Summer school historically has been an opportunity for students to make up academic work missed during the school year, but this summer Hilliard students can take enrichment classes.
"It's also an opportunity for students to take electives and other kinds of classes to free up more time in their schedule for taking other classes (when they return for the regular school year)," said district spokeswoman Amanda Morris.
A culinary class, a pre-engineering class and foreign culture classes are possible offerings, based on enrollment demand.
Brent Wise, director of innovation and extended learning for Hilliard schools, outlined course offerings at the March 11 meeting of the Hilliard school board.
The idea to offer such classes spawned last year from curriculum planning for the Innovative Learning Center, Wise said.

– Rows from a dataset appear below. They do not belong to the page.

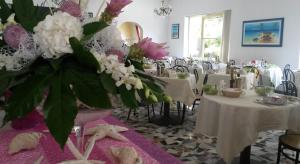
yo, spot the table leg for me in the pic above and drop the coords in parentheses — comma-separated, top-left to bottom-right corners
(240, 145, 251, 164)
(150, 102, 182, 126)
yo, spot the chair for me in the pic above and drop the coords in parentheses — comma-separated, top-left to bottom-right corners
(275, 81, 298, 97)
(191, 74, 209, 112)
(277, 134, 300, 164)
(127, 102, 156, 122)
(202, 61, 213, 72)
(171, 65, 189, 73)
(229, 59, 236, 66)
(175, 58, 186, 66)
(283, 64, 295, 82)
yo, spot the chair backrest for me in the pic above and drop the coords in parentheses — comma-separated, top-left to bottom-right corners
(202, 61, 213, 72)
(283, 65, 295, 82)
(275, 80, 298, 97)
(175, 58, 186, 66)
(171, 65, 189, 73)
(200, 74, 209, 96)
(194, 69, 199, 83)
(229, 59, 235, 66)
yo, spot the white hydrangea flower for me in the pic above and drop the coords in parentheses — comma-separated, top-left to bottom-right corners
(92, 50, 143, 91)
(33, 11, 83, 59)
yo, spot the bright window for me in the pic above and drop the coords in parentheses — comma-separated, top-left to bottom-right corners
(185, 13, 224, 61)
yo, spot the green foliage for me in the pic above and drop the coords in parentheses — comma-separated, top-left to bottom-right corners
(65, 68, 112, 109)
(12, 0, 49, 31)
(43, 70, 77, 149)
(81, 21, 109, 42)
(3, 66, 54, 125)
(69, 37, 100, 70)
(118, 85, 138, 109)
(0, 0, 12, 24)
(100, 73, 117, 95)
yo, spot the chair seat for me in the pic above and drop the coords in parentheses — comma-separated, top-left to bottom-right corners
(280, 134, 300, 150)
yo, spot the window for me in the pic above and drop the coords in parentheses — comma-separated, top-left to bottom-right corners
(185, 13, 224, 61)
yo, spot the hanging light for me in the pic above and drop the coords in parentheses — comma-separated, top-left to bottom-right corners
(154, 0, 172, 16)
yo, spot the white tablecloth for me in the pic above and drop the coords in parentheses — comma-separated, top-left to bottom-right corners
(194, 91, 300, 163)
(197, 73, 255, 91)
(158, 76, 196, 106)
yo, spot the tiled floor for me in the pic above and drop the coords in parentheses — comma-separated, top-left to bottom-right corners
(112, 104, 294, 164)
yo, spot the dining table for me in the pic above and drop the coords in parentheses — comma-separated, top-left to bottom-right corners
(150, 75, 196, 126)
(194, 90, 300, 163)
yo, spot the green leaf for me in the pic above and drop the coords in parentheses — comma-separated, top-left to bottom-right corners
(3, 70, 53, 124)
(13, 0, 36, 31)
(83, 21, 108, 35)
(65, 68, 112, 109)
(69, 37, 100, 70)
(99, 73, 117, 95)
(43, 71, 77, 149)
(0, 0, 12, 24)
(118, 85, 138, 109)
(82, 21, 108, 41)
(12, 0, 49, 31)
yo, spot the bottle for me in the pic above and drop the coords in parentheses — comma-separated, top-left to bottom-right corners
(230, 67, 235, 88)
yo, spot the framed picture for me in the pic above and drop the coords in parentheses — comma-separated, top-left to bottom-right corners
(242, 18, 284, 47)
(171, 24, 179, 39)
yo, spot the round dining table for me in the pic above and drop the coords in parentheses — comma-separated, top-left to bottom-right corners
(150, 75, 196, 126)
(194, 90, 300, 163)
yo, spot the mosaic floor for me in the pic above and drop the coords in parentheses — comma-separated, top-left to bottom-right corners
(112, 104, 294, 164)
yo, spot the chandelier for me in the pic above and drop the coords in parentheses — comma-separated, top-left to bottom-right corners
(154, 0, 172, 16)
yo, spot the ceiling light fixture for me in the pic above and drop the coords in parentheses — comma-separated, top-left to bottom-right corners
(154, 0, 172, 16)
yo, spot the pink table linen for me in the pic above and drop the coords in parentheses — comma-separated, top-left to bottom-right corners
(0, 116, 182, 164)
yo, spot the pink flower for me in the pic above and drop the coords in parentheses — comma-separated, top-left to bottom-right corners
(105, 0, 132, 17)
(137, 37, 169, 60)
(106, 49, 125, 62)
(11, 110, 44, 130)
(3, 25, 28, 49)
(59, 0, 81, 17)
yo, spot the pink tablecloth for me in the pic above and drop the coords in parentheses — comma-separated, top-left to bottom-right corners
(0, 116, 182, 164)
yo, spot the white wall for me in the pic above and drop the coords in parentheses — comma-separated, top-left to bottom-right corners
(86, 0, 168, 43)
(168, 0, 300, 69)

During the past several months, administrators solicited faculty and staff for course suggestions.
Those included a variety of STEM courses -- those relating to science, technology, engineering and mathematics -- as well as courses in Chinese and Arabic exploration.
Avery Elementary School and Heritage Middle School will offer courses June 5 to July 13 for credit recovery and credit advancement.

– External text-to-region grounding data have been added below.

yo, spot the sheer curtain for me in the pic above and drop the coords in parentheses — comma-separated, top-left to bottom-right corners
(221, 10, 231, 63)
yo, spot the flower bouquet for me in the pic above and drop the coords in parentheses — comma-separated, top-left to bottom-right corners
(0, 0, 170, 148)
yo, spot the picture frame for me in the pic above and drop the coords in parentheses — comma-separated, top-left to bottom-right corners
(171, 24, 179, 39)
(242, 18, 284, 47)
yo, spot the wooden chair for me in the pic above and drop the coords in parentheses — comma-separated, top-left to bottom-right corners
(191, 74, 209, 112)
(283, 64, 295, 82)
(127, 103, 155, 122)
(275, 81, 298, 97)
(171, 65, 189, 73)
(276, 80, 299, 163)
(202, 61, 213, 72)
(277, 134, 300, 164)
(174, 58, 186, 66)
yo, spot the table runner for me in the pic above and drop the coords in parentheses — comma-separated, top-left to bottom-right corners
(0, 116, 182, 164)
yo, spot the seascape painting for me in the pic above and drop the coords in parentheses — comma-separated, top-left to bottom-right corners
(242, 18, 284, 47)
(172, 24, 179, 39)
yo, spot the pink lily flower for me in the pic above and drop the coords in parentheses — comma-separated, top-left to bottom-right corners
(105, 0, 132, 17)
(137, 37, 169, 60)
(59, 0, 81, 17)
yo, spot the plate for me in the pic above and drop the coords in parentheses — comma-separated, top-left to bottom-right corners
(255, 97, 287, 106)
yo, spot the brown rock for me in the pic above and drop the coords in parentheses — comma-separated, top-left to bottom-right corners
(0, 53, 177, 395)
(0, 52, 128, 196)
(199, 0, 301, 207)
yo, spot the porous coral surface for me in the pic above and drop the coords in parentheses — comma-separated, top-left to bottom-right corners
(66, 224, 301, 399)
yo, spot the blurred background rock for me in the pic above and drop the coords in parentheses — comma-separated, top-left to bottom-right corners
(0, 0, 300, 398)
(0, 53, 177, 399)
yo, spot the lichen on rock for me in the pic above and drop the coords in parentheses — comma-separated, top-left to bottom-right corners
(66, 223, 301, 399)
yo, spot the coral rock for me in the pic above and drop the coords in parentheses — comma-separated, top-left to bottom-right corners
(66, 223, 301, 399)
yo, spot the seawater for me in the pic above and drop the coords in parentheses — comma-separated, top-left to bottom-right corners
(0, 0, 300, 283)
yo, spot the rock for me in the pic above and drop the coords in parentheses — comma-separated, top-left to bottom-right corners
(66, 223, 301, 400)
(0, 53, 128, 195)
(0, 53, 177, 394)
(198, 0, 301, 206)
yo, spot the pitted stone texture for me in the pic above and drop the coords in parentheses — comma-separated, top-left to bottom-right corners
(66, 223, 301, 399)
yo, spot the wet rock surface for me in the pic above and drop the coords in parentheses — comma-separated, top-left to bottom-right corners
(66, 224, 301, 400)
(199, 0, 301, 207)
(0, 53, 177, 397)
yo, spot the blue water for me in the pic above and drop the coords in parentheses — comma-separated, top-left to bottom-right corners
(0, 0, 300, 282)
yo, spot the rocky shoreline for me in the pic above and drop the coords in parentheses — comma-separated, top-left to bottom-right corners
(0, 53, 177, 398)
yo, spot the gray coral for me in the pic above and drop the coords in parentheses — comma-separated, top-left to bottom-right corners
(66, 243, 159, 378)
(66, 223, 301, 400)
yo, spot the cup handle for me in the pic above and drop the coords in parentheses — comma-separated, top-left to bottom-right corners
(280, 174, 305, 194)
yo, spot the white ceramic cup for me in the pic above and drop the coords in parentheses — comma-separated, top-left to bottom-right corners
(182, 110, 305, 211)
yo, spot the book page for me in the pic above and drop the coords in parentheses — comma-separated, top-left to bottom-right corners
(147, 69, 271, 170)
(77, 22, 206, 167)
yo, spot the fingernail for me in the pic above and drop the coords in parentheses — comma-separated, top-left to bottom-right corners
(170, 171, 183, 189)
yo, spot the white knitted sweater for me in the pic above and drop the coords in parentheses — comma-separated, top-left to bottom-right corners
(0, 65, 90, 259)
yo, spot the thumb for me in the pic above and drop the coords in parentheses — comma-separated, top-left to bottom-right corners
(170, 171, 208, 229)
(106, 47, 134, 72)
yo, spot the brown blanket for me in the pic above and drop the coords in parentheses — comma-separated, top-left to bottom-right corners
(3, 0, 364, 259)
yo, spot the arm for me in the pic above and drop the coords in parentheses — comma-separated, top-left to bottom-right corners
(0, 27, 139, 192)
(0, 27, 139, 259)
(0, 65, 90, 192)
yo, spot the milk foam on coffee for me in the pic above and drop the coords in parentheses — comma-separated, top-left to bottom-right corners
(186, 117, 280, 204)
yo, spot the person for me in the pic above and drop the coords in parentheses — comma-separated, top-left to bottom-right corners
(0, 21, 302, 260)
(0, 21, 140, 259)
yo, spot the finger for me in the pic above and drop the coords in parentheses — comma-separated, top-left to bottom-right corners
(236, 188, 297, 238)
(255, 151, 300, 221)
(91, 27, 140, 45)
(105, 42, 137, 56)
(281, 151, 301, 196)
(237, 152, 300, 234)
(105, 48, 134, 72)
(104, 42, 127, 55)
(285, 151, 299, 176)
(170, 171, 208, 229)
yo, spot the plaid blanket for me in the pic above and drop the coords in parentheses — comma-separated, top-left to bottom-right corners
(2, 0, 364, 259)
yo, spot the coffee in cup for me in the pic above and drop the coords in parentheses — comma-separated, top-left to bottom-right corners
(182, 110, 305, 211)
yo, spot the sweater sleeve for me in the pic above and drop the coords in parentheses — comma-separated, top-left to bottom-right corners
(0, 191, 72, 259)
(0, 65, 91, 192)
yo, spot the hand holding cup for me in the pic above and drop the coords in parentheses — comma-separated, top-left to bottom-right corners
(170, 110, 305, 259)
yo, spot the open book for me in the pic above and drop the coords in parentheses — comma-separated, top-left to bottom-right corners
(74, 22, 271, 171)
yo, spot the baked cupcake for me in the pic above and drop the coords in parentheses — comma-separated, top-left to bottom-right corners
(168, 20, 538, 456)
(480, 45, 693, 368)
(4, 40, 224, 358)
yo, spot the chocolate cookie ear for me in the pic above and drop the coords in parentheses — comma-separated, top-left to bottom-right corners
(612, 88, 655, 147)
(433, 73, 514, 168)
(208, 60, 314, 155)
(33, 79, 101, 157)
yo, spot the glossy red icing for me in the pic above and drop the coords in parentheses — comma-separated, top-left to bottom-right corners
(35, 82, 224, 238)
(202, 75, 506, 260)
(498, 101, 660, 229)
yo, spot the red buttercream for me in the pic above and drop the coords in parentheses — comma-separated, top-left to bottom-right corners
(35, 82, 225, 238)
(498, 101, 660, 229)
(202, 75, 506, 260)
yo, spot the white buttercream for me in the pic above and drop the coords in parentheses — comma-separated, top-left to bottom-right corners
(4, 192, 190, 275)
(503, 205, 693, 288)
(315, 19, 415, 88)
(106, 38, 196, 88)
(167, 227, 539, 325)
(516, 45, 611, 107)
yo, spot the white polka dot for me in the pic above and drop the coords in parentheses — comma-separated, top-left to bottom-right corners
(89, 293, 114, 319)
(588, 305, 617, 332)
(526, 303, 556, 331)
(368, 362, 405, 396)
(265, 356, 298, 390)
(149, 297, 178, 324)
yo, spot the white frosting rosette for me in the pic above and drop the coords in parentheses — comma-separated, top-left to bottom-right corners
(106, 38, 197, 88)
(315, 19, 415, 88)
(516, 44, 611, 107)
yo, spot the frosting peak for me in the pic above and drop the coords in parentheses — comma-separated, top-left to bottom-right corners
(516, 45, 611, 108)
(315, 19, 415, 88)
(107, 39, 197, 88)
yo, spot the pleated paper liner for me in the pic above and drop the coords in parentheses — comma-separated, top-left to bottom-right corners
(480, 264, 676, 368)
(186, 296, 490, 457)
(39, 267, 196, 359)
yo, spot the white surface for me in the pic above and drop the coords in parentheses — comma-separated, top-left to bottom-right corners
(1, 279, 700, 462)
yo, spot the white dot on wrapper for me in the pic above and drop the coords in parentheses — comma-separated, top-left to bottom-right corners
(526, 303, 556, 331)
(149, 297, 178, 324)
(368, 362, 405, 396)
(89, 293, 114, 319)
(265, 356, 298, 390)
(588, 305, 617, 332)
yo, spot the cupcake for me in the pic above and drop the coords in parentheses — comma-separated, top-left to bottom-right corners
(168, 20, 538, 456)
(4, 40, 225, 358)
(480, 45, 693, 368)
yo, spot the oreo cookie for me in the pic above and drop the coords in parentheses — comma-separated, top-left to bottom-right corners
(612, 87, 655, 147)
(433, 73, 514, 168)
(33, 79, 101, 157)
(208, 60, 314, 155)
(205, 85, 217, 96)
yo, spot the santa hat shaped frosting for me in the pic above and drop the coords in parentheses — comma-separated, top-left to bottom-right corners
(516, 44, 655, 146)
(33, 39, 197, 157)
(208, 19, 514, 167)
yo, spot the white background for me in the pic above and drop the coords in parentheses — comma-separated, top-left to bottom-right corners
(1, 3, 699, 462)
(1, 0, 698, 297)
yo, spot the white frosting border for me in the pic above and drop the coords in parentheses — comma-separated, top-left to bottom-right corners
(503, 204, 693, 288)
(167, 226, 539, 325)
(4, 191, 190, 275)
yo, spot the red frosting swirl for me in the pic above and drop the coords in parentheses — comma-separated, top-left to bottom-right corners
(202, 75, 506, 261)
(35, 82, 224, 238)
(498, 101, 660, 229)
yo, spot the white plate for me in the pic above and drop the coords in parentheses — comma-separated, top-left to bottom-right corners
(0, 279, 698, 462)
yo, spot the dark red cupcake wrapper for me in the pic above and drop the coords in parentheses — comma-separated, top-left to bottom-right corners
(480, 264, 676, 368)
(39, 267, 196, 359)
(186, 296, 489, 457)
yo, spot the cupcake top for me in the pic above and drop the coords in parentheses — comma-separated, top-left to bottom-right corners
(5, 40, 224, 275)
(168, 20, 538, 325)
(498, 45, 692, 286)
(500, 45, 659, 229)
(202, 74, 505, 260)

Officials also plan a cooking class called "Young Chefs" and an archery class, based on the popularity of The Hunger Games novel and film.

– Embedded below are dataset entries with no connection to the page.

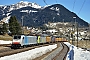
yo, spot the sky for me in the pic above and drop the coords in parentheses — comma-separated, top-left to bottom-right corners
(0, 0, 90, 23)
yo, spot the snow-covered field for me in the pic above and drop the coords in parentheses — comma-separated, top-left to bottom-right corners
(0, 40, 57, 60)
(0, 40, 90, 60)
(64, 42, 90, 60)
(0, 40, 12, 44)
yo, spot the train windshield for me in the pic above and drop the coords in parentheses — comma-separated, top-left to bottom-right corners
(14, 36, 21, 39)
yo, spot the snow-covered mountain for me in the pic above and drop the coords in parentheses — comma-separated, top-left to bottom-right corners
(0, 1, 42, 23)
(0, 1, 89, 27)
(0, 1, 41, 12)
(10, 1, 41, 11)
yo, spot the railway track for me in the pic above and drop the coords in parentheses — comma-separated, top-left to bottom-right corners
(53, 42, 69, 60)
(33, 42, 69, 60)
(0, 43, 54, 57)
(0, 44, 11, 47)
(0, 42, 69, 60)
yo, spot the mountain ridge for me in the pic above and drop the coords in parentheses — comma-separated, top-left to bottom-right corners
(0, 1, 89, 27)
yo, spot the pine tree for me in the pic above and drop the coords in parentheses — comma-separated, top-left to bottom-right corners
(9, 16, 21, 35)
(0, 27, 3, 35)
(2, 22, 8, 34)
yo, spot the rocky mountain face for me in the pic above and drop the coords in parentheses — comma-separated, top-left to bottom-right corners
(0, 1, 89, 27)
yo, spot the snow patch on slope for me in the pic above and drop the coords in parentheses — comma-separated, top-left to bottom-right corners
(1, 16, 11, 23)
(50, 7, 59, 12)
(20, 10, 38, 13)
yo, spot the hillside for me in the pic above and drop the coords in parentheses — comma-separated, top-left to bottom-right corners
(0, 1, 89, 27)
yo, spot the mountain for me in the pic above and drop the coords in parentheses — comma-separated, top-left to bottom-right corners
(0, 1, 89, 27)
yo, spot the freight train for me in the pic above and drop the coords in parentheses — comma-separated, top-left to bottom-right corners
(11, 35, 67, 48)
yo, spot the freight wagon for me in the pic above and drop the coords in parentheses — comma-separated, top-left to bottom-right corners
(46, 36, 51, 43)
(55, 36, 67, 42)
(55, 36, 62, 42)
(37, 36, 46, 44)
(51, 36, 55, 43)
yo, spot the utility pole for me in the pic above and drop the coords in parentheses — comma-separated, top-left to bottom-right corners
(21, 16, 24, 34)
(77, 23, 78, 48)
(63, 19, 64, 41)
(73, 17, 76, 45)
(72, 24, 74, 45)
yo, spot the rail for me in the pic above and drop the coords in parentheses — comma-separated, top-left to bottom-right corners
(53, 42, 69, 60)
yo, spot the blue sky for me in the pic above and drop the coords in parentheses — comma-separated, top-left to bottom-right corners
(0, 0, 90, 23)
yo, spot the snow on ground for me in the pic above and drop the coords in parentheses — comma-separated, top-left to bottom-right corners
(1, 40, 90, 60)
(0, 43, 57, 60)
(0, 40, 12, 44)
(64, 42, 90, 60)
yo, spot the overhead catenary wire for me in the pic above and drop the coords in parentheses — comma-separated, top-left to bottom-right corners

About 40 proposals were received from faculty and staff who would instruct almost all of the classes offered, Wise said.
A minimum number of students, with the number varying for each class, must register for the class in order for it to be offered. Fees for each class will vary.
In other business at the March 11 board meeting, Steve Estepp, executive director of K-12 curriculum and instruction, and Suzanne Lintz, director of data assessment, outlined the results of the district's state report card from the Ohio Department of Education.
For the fifth consecutive year, Hilliard schools earned a grade of "Excellent with Distinction," the highest possible rating.
The district also was ranked first in the state for its "value-added" rating, which calculates how much progress students in grades four through eight make in math and reading during a school year.
Estepp said while the district is pleased with the report, it is "only one part of the story" that contributes to the success of the district.
"I'm not a fan of rankings," said Superintendent Dale McVey, adding some levity by adding, "But if you have to rank us, I don't mind being one."
The report card results, McVey said, are an affirmation of what occurs in classrooms every day.
"I'll visit another classroom tomorrow ... and what I see every day can't be measured (on a report card), and that is incredible teacher practice," McVey said. "(Our report card) is something to be incredibly proud of. ... But it's only a small part of our success."
Board members approved the treasurer's financial report for January and a schedule of building-use fees.
At the conclusion of the regular meeting, board members moved into a closed executive session to discuss real estate and personnel issues.